Libomptarget --> Using a padding of 4 bytes for begin address 0x00007ffc9b2581e4
Libomptarget --> Looking up mapping(HstPtrBegin=0x00007ffc9b2581e0, Size=12)...
Libomptarget --> WARNING: Pointer is not mapped but section extends into already mapped data
Libomptarget message: explicit extension not allowed: host address specified is 0x00007ffc9b2581e0 (12 bytes),
 but device allocation maps to host at 0x00007ffc9b2581e4 (8 bytes)

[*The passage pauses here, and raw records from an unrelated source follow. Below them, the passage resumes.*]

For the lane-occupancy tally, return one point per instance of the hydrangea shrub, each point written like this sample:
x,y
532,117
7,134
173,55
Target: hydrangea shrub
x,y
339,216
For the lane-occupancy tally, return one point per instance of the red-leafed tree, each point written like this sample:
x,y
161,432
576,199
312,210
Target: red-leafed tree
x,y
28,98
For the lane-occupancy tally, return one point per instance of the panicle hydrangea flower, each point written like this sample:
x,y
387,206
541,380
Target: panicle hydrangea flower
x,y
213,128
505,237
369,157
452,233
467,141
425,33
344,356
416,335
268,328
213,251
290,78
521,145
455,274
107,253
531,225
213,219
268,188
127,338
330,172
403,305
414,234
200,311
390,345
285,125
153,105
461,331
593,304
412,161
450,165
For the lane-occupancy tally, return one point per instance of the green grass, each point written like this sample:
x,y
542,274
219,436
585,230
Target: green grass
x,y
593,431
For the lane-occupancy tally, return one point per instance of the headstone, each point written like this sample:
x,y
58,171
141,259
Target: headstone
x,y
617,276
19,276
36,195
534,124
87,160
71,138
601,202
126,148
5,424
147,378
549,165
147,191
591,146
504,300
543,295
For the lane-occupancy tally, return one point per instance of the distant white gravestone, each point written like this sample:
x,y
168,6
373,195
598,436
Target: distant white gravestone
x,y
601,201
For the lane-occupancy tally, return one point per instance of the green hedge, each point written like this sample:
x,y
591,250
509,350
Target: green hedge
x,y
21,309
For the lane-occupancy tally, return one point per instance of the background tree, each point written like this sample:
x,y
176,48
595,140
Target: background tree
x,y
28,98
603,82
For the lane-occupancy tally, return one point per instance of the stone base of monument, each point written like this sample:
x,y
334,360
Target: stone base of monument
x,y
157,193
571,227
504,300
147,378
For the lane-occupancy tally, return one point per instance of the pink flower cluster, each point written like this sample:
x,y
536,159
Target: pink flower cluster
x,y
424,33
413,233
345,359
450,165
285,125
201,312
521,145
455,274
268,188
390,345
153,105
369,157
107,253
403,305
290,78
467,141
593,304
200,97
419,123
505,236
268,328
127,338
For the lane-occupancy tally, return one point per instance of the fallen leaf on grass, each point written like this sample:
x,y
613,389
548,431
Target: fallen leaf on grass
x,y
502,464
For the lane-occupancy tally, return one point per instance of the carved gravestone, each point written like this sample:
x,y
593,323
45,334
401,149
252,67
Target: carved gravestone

Here we have wrong HstPtrBegin address - 0x00007ffc9b2581e0 that points
to a memory before 's' object itself, which starts at HstPtrBase (0x00007ffc9b2581e4).
This, in turn, leads to inconsistency in mapping sizes created and requested.

Diff Detail

Event Timeline

pavelkopyl created this revision.Jan 24 2023, 2:30 PM
Herald added a project: Restricted Project. · View Herald TranscriptJan 24 2023, 2:30 PM
pavelkopyl requested review of this revision.Jan 24 2023, 2:30 PM
Herald added a project: Restricted Project. · View Herald Transcript
pavelkopyl edited the summary of this revision. (Show Details)

Why not add the test?

pavelkopyl added a comment.EditedJan 24 2023, 2:47 PM

Hi All,

To be honest I'm new in openmp runtime implementation. I just wanted to fix an issue originally revealed by https://reviews.llvm.org/D135462, as it blocks landing that patch. I'm not 100% sure this is right approach, probably we need to fix front-end instead. Anyway I'd like to discuss it here.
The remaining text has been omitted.